Europe also put in a strong showing. The MSCI Europe Index rose 3.18%, helped by easing inflation signals and falling oil prices, which supported retailers and travel names. That said, the gains weren’t as sharp as Japan’s—ongoing weakness in manufacturing and a firmer euro held the region back from taking full advantage of the risk-on mood.
In North America, stocks continued to climb. The MSCI North America Index added 2.42%, as optimism around potential Fed rate cuts and receding geopolitical fears helped fuel another strong week, especially for tech and growth sectors.
China posted a more modest gain. The MSCI China Index rose 2.2%, helped by a weaker dollar and growing speculation that authorities could roll out new stimulus measures. However, concerns about the pace of China’s economic recovery kept gains in check.
The UK market was flat, ending the week unchanged. While global sentiment was broadly positive, falling energy prices and a stronger pound weighed on export-heavy UK stocks, limiting upside.
Currency Market Movements
The US dollar weakened sharply this week, as easing war fears and growing expectations of interest rate cuts pulled investors away from the safe-haven greenback. The dollar index dropped about 1.5%, hitting multi-year lows – a stark reversal from last week’s strength.
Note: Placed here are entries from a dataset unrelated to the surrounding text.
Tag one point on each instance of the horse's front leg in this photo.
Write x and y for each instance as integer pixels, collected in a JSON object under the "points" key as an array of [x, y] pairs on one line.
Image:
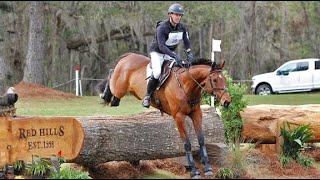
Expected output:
{"points": [[196, 117], [179, 118]]}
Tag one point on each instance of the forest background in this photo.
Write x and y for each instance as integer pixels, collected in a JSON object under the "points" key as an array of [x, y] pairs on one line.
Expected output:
{"points": [[41, 42]]}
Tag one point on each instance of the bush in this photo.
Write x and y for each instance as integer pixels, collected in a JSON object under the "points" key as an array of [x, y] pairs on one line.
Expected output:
{"points": [[305, 161], [293, 140], [18, 167], [224, 173], [284, 160], [69, 173], [231, 116], [38, 167]]}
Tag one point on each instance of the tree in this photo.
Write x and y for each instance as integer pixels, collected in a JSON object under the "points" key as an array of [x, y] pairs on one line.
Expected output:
{"points": [[34, 68]]}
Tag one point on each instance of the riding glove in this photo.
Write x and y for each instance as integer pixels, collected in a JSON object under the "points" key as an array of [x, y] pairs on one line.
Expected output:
{"points": [[178, 59], [190, 57]]}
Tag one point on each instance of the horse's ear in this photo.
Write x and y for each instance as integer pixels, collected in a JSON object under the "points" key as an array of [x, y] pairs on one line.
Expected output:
{"points": [[213, 66], [222, 65]]}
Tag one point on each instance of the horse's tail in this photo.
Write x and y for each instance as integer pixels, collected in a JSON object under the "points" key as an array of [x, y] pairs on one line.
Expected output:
{"points": [[105, 92]]}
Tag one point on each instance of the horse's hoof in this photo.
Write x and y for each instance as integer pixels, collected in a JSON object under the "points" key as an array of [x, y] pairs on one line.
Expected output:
{"points": [[195, 174], [208, 173], [196, 177]]}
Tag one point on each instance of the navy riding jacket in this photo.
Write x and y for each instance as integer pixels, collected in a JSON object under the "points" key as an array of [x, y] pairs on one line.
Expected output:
{"points": [[168, 37]]}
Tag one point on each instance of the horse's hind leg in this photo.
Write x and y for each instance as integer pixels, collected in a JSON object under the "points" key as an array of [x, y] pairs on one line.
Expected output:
{"points": [[115, 101], [196, 117], [179, 118]]}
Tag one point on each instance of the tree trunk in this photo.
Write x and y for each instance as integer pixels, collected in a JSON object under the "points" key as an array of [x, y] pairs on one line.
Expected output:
{"points": [[34, 69], [4, 72], [139, 137]]}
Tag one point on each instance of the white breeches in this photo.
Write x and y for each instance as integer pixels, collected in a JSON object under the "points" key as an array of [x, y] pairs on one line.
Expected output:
{"points": [[157, 60]]}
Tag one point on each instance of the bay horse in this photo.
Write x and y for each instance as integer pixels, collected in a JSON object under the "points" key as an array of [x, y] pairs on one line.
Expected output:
{"points": [[180, 95]]}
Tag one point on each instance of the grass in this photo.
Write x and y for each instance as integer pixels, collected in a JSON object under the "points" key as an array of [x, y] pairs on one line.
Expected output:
{"points": [[90, 105], [285, 99]]}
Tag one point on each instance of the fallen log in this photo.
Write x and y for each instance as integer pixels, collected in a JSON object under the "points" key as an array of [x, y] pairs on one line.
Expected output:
{"points": [[262, 123], [143, 136]]}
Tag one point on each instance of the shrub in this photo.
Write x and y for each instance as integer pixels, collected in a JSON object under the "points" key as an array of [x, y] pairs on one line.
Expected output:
{"points": [[284, 160], [224, 173], [305, 161], [38, 167], [293, 140], [231, 116], [69, 173], [18, 167]]}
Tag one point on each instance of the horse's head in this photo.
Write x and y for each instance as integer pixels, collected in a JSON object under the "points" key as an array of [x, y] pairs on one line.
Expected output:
{"points": [[215, 84], [102, 89]]}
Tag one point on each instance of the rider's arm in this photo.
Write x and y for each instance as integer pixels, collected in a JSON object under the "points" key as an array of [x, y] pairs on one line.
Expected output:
{"points": [[162, 40], [186, 40]]}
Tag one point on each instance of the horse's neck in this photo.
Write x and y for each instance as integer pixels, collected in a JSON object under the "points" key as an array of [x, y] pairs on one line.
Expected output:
{"points": [[195, 75]]}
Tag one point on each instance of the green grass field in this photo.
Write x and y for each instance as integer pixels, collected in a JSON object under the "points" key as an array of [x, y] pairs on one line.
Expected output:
{"points": [[285, 99], [90, 105]]}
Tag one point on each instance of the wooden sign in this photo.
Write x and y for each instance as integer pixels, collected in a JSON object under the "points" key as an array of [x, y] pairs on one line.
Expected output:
{"points": [[21, 138]]}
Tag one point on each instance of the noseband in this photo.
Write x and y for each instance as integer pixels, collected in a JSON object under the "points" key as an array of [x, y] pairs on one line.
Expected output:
{"points": [[103, 94]]}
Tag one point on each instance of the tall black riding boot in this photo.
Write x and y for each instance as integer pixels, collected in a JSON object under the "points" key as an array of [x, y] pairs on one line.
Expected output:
{"points": [[152, 85]]}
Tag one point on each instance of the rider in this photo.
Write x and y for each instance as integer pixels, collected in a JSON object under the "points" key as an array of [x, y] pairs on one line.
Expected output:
{"points": [[168, 35]]}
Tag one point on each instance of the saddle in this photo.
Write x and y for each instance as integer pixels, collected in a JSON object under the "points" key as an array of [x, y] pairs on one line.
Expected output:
{"points": [[165, 72]]}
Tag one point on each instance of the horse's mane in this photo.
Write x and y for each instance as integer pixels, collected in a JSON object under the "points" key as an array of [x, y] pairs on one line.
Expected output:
{"points": [[202, 61], [127, 54]]}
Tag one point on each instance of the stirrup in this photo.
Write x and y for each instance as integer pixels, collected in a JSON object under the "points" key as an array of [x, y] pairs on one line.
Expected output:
{"points": [[146, 101]]}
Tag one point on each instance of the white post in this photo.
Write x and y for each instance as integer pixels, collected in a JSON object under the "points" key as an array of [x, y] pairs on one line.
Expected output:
{"points": [[215, 48], [77, 83], [80, 87], [77, 69]]}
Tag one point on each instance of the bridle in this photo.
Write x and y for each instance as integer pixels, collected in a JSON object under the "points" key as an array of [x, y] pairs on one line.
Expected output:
{"points": [[214, 88]]}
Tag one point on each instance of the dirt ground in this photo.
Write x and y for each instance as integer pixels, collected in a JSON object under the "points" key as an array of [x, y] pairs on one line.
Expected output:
{"points": [[260, 163]]}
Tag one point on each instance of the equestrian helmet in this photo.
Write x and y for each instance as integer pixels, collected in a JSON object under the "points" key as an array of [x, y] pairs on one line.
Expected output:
{"points": [[176, 8]]}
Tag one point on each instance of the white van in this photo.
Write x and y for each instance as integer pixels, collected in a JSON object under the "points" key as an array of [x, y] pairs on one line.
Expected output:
{"points": [[293, 76]]}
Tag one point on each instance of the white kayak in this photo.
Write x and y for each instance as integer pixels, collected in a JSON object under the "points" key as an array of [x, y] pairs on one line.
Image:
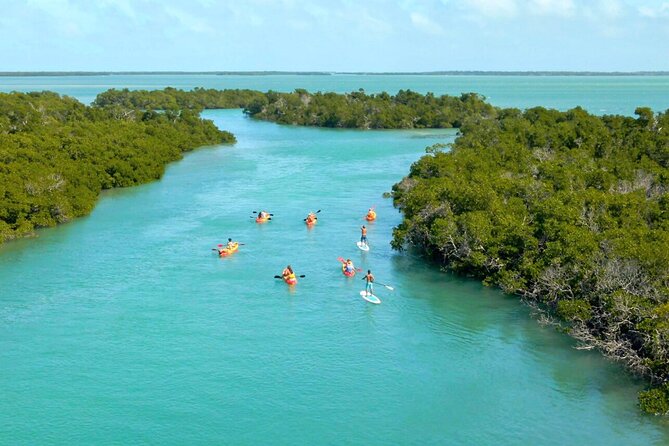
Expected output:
{"points": [[370, 297], [362, 246]]}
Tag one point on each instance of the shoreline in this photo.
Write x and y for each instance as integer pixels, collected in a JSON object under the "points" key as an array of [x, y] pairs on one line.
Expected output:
{"points": [[332, 73]]}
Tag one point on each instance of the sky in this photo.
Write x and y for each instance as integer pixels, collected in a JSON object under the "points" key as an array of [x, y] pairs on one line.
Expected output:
{"points": [[334, 35]]}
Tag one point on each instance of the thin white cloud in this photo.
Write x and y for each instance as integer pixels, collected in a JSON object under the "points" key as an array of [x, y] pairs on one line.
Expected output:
{"points": [[426, 24], [563, 8], [656, 12], [494, 8], [189, 22]]}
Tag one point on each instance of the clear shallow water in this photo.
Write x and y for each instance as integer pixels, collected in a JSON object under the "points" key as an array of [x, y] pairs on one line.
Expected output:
{"points": [[598, 94], [124, 328]]}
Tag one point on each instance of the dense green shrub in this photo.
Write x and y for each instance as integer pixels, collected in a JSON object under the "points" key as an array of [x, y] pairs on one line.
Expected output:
{"points": [[405, 110], [57, 154], [564, 208]]}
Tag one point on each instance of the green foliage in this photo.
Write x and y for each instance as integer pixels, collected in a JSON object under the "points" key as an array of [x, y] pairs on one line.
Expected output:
{"points": [[564, 208], [405, 110], [655, 401], [174, 99], [57, 154], [574, 310]]}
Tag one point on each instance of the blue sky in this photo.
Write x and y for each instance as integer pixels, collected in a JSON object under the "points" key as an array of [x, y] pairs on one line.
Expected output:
{"points": [[334, 35]]}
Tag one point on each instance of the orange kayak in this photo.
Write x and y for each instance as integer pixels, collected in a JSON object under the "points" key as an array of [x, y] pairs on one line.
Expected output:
{"points": [[227, 251], [290, 280]]}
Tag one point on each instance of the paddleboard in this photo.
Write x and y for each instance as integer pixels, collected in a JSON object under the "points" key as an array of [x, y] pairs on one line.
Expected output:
{"points": [[371, 299]]}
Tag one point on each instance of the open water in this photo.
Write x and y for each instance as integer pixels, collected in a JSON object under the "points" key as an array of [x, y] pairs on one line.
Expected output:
{"points": [[125, 328]]}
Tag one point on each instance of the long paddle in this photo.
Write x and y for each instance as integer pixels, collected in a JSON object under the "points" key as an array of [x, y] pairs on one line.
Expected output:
{"points": [[341, 259], [317, 212], [387, 286]]}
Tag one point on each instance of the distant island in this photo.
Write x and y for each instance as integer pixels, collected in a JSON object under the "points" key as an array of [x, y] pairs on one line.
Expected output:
{"points": [[334, 73], [567, 210]]}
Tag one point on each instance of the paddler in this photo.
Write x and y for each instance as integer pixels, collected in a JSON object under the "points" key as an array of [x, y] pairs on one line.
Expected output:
{"points": [[349, 266], [287, 272], [369, 277]]}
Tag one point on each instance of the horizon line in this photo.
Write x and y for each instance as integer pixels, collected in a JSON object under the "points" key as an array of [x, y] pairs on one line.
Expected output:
{"points": [[334, 73]]}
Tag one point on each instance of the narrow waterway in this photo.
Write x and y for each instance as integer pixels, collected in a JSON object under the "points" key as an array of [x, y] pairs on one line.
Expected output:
{"points": [[124, 327]]}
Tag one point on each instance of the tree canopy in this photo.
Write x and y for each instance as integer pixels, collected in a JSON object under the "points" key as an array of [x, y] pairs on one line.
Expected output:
{"points": [[405, 110], [568, 210], [58, 154]]}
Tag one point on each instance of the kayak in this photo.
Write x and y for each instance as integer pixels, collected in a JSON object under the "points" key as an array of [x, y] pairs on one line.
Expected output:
{"points": [[370, 298], [290, 280], [227, 251]]}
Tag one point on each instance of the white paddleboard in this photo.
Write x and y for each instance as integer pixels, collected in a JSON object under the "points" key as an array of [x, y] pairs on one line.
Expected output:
{"points": [[362, 246], [371, 298]]}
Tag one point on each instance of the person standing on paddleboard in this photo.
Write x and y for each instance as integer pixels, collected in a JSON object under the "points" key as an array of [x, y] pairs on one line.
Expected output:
{"points": [[369, 277], [363, 236], [287, 272]]}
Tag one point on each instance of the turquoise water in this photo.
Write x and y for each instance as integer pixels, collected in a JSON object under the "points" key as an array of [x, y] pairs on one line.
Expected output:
{"points": [[598, 94], [124, 328]]}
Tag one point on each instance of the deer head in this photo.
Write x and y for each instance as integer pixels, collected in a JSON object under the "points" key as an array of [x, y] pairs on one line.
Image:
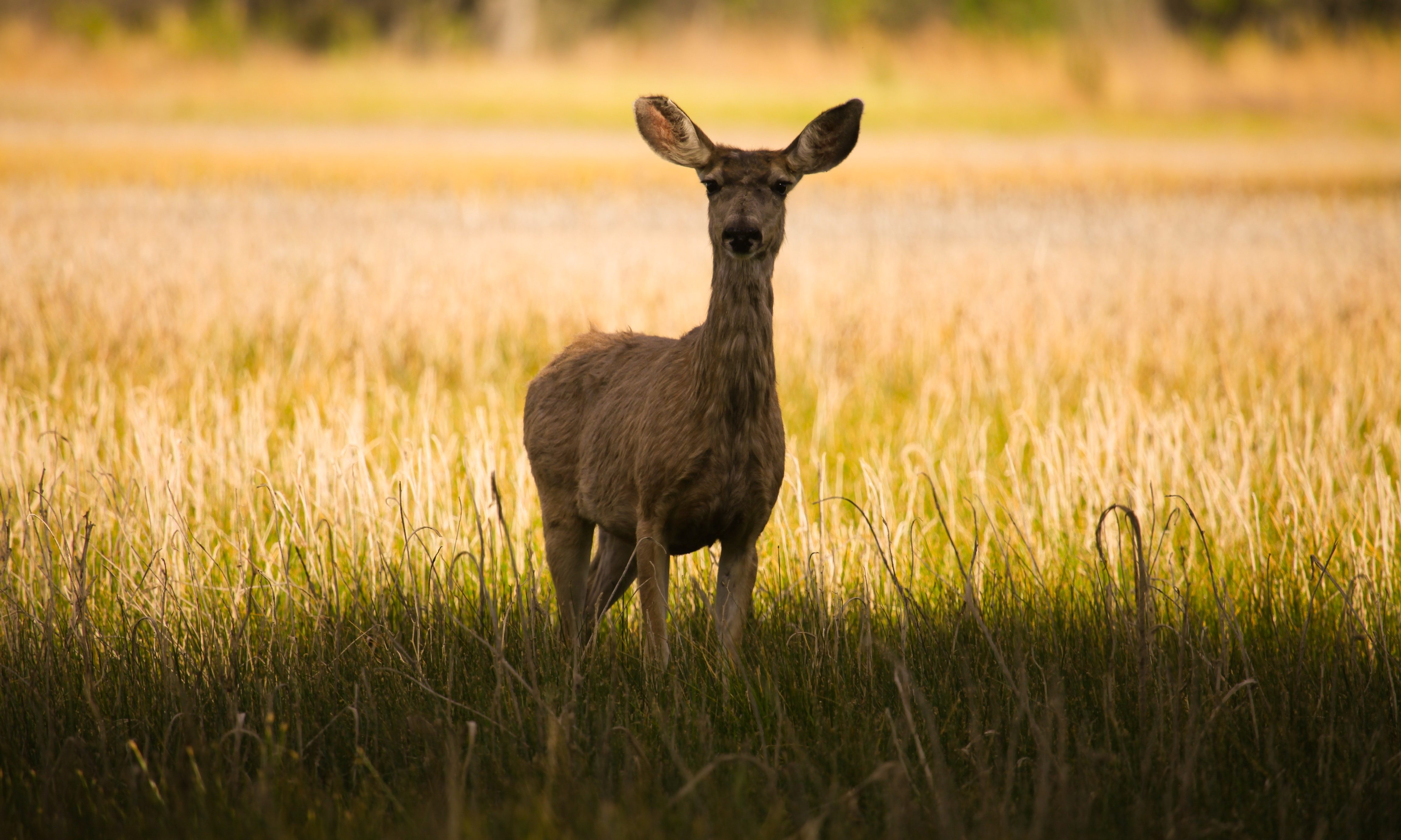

The euro (EUR/USD) was one of the biggest gainers, rising from $1.1578 to $1.1720 – its highest level in over three years. The move was driven by the combination of cooling US inflation, softer Fed messaging, and a shift in interest rate expectations. With the ECB signalling a pause after its recent cuts, traders now see the Fed as more likely to ease first, which eroded the dollar’s rate advantage.
The British pound (GBP/USD) jumped even more – up around 1.4%, finishing the week near $1.3716. The BoE’s decision to hold rates steady (while still warning about persistent inflation) made sterling more attractive. UK PMI data showing rising new orders also gave the pound a boost.
The Japanese yen (USD/JPY) strengthened to ¥144.67, up about 1% against the dollar. Lower US yields narrowed the gap between American and Japanese interest rates, helping the yen climb despite the risk-on mood in markets.
The GBP/JPY pair nudged slightly higher to ¥198.4, as both currencies strengthened against the dollar. Meanwhile, the Swiss franc and euro also gained ground, underscoring a broad theme: dollar weakness.
All in all, shifting rate expectations and reduced safe-haven demand sent the dollar sliding – lifting most major currencies in its wake.
Market Outlook and the Week Ahead
As we enter the first week of July, investors are preparing for a busy slate of economic data and keeping a close eye on geopolitical risks. The spotlight will be on US employment figures, due Friday (or Thursday – because of the July 4th holiday). A weaker jobs report could cement the case for a Fed rate cut as early as September, while a strong showing might push that timeline out.
Outside the US, China’s PMI and Eurozone inflation data will guide expectations around stimulus and ECB action. Meanwhile, traders remain alert to any flare-up in Middle East tensions or developments in US–China trade talks, both of which could jolt sentiment.
Overall, while optimism is building on Fed cut hopes and easing oil prices, any surprises – good or bad – could trigger sharp moves. Investors are staying nimble as July begins.